The slowing down economy in China has beaten its industry. Many factories are getting abandoned and have to lay off countless workers.
An obvious decline can be seen from the steel industry, leaving abandoned mills that show the golden era when the country's economic ascended. The Fufeng steel plant located on the outskirt of Tangshan was once a booming industrial hub about 200km south-east of Beijing, according to The Guardian.
Early last year, the company declared its bankruptcy and had to fire 2,000 workers. The closing process itself had involved protests. There are now only three security guards looking after the decaying facilities, which had to be abandoned because of the huge over-capacity and dropping demand. And Fufeng is not alone, there are many others in the region.
Not far from Fufeng complex, another abandoned factory is the China Metallurgical Hengtong Cold Rolled Technology. For those who still own the jobs, they have to accept salary reduction since the steel prices plunge plus there is no more support from the government. A man working at the nearby Guafeng mill complained that his monthly salary had been reduced by 25%. "Life is really hard right now," he said.
China had reported that last year was the worst growth of Chinese economy within 25 years, which caused more concerns about the effects to its people and the financial markets across the world.
The New York Times has mentioned that "China's economy is faltering, prompting concerns that are now shaking global stock markets." Fang Minghua, a man from Dongguan, China, has stated that when it comes to the economy, politicians and business leaders talk about innovation and improvement in the industry. "but I think that is just a slogan. It's really hard to carry out," said Mr. Fang.
For decades, Dongguan had contributed in the increasing exports of garments, furniture, shoes, and other products. Mr. Fang mentioned that there was about a third of the factories there had been shut down, and the others were still struggling. The decline has brought a difficult situation for the government.
There has been encouragement from the official to limit low-end exports, and promote the high-tech manufacturing and service sector. Newer and more modern companies are increasing in China, however, it will need more times to balance the traditional manufacturing, which is getting lesser but still crucial employer in the country. Some traditional manufacturers' response toward the economic slump is by moving farther inland or overseas.

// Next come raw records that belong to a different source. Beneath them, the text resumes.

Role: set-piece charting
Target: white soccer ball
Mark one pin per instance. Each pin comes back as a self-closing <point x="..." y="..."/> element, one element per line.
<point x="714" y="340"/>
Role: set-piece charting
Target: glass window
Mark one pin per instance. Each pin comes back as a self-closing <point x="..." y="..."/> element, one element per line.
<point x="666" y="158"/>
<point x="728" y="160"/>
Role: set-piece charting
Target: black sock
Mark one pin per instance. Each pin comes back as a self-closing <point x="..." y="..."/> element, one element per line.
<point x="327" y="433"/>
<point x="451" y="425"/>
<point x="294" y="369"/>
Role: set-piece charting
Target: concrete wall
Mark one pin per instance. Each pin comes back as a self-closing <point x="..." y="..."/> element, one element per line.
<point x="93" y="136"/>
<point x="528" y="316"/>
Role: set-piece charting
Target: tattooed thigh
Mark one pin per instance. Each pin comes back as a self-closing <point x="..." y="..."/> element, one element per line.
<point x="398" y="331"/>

It seems that China has been trapped, as stated in the Zero Hedge. It said, "As for China itself, authorities are reluctant to allow the market to purge uneconomic productive capacity for fear of sparking social upheaval. That means perpetually bailing out companies that find themselves in trouble, thus preserving unwanted supply and fueling the disinflationary impulse."
A single bankruptcy could affect the whole bond market, remove innumerable companies, and leave millions of workers laid off. Meanwhile, when it has to save the broken companies, it will add more imbalanced capacity and more productions, which then leads to even lower prices and more severe bailouts.